本

『舟を編む』

ホンとの本

『舟を編む』
三浦しをん
講談社文庫
\620+
2015.3.

 2012年の本屋大賞を受賞している。アニメや映画にもなった。そして2025年、NHKのテレビドラマで再び映像化し、ドイツの国際映像祭で金賞を受賞した。これを機会に、読んでみることにした。テレビドラマでは、主演が池田エライザとなっており、役名は岸辺みどりであったが、本の方では、池辺みどりの出番は後半である。
 辞書『大渡海』の編纂が始まる時期と、それが完成する13年後の時とが交錯するが、池辺みどりはその完成の時期に関わる。だから、ドラマはその辺りの構成をずいぶんと変えていることになる。
 国語辞典に関するスタッフ内部の様子がありありと描かれる。私は本編から先に読んで、それでよかったと思うが、覗き見の好きな方は、「解説」を見ると種明かしのようなことを先に見ることになるだろう。岩波書店の辞書編集部の方の寄稿だが、作者の三浦しをん氏が、取材に来たときのことを細かく綴ってくれている。だからまた、物語の舞台は、岩波書店の姿にも重なってくることになるだろう。
 本を見るかぎり、主人公は「まじめ」である。「馬締」光也という。風采の上がらない男である。辞書を愛する。言葉を愛している。その恋愛事情もなかなか面白いのだが、とりまく同僚や関係者との触れあいも愉快である。とはいえ、馬締自身は、他者とのコミュニケーションがぎこちない。人間関係を築くのはうまくない。ただ、辞書をつくるという使命だけが彼らをつないでいる。
 辞書をつくるというのは、書店にとり、決して利益が大きい部署とは言えない。死かも、製作には半端ない費用と時間とがかかる。だが、他のある国のように、国家が負担して国民の言語のためにつくるということになるとどうなるか。
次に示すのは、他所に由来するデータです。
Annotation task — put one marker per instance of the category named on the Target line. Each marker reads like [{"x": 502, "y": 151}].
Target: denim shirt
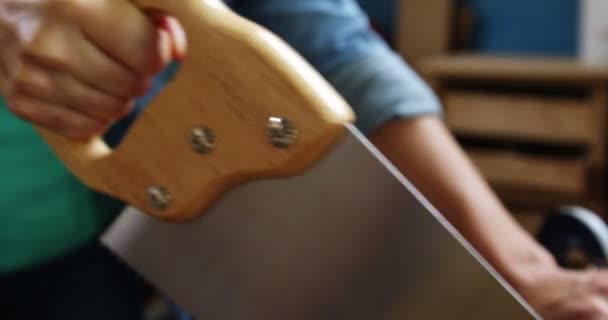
[{"x": 335, "y": 37}]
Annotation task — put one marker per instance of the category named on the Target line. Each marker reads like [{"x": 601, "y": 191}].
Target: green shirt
[{"x": 44, "y": 210}]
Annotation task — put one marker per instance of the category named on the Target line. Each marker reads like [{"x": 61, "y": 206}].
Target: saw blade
[{"x": 348, "y": 239}]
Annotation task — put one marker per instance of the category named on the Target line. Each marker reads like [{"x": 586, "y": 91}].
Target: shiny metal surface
[{"x": 349, "y": 239}]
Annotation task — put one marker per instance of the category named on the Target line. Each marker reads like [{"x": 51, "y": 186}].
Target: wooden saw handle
[{"x": 236, "y": 77}]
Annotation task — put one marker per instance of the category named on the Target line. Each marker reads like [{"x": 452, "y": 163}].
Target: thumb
[{"x": 172, "y": 37}]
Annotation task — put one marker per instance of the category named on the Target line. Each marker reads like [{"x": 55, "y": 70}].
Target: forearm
[{"x": 431, "y": 159}]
それは物語の中でも議論される。言葉を権力が牛耳るようなことをさせてはならないのだ。
 このように、言葉についての些細な問題が、物語で随所扱われるのが面白い。私もまた、言葉に対しては非常に細かな注意を払う者である。その割にはこうした原稿では誤字脱字が多く、いわゆる変換ミスも少なくない。十分な推敲ができないからと言い訳しておくが、無知の故でもあるだろう。言葉遣いや意味合いも、誤解したままヘンテコな文にしているかもしれない。だが、言葉についての詮索は好きだ。
 だから、本書の中で時折現れる、言葉についても「こだわり」も大好きだ。「方角」の定義や、「上がる」の意味などは、ある程度私も知っていたし、「男と女」についても情けない定義をふざけて喜んでいたこともあった。しかし、今の時代ではそこも扱いが大きく変わってきている。ドラマでもそういうシーンがあったようだが、「恋愛」を異性に限定するという説明でよいのかどうか、それは再考してゆかなければならないのだ。
 『大渡海』の監修者たる松本先生に対して、喧嘩になりそうな辺りから入るのも面白かったが、この先生はこの辞書の完成へ向けて、実に誠実な働きをなす。これからお読みの方は、見守って戴きたい。
 使われなくなった言葉は、改訂のときに外してゆく、という考え方の国語辞典もある。だが、だからこそ調べる人もいるに違いない、という見解が途中になされている。そこは、その辞書の方針や特質、あるいはコストなどの関係から変わってくるとは思うが、一つひとつの辞書に、それぞれの考え方があることを知らされる。だから、この『大渡海』の姿勢だけが正しいというわけではないのだ。
 それで、このタイトルであるが、ネタバレのようになるかもしれないが、本書でもきっちり伝えてあるのでご紹介すると、「辞書は言葉の海を渡る舟、編集者はその海を渡る舟を編んでいく」という意味なのだそうだ。「だいとかい」という、少しふざけたネーミングかと最初思ったが、大いに真面目で、真摯な姿勢が、全編に貫かれている。それというのも、このぼさぼさ頭でモテそうにない馬締の、正に「まじめさ」の故でもあるだろう。
 本書を読み終わり、「解説」も読んで、ああよかった、などと思いながらめくった次の頁に、しかけを何も知らなかった私は、大笑いした。そして数頁、外野の声も並行して掲載されたそれを、もう大ウケで読むのだった。もちろん、ネタバレはしない。そして、最初にそこを覗き見するというような、失礼な真似だけはしないで戴きたい。どうぞ順番通りに、最初から丁寧に読んで戴きたい。本書は辞書ではないので、飛ばし読みは厳禁である。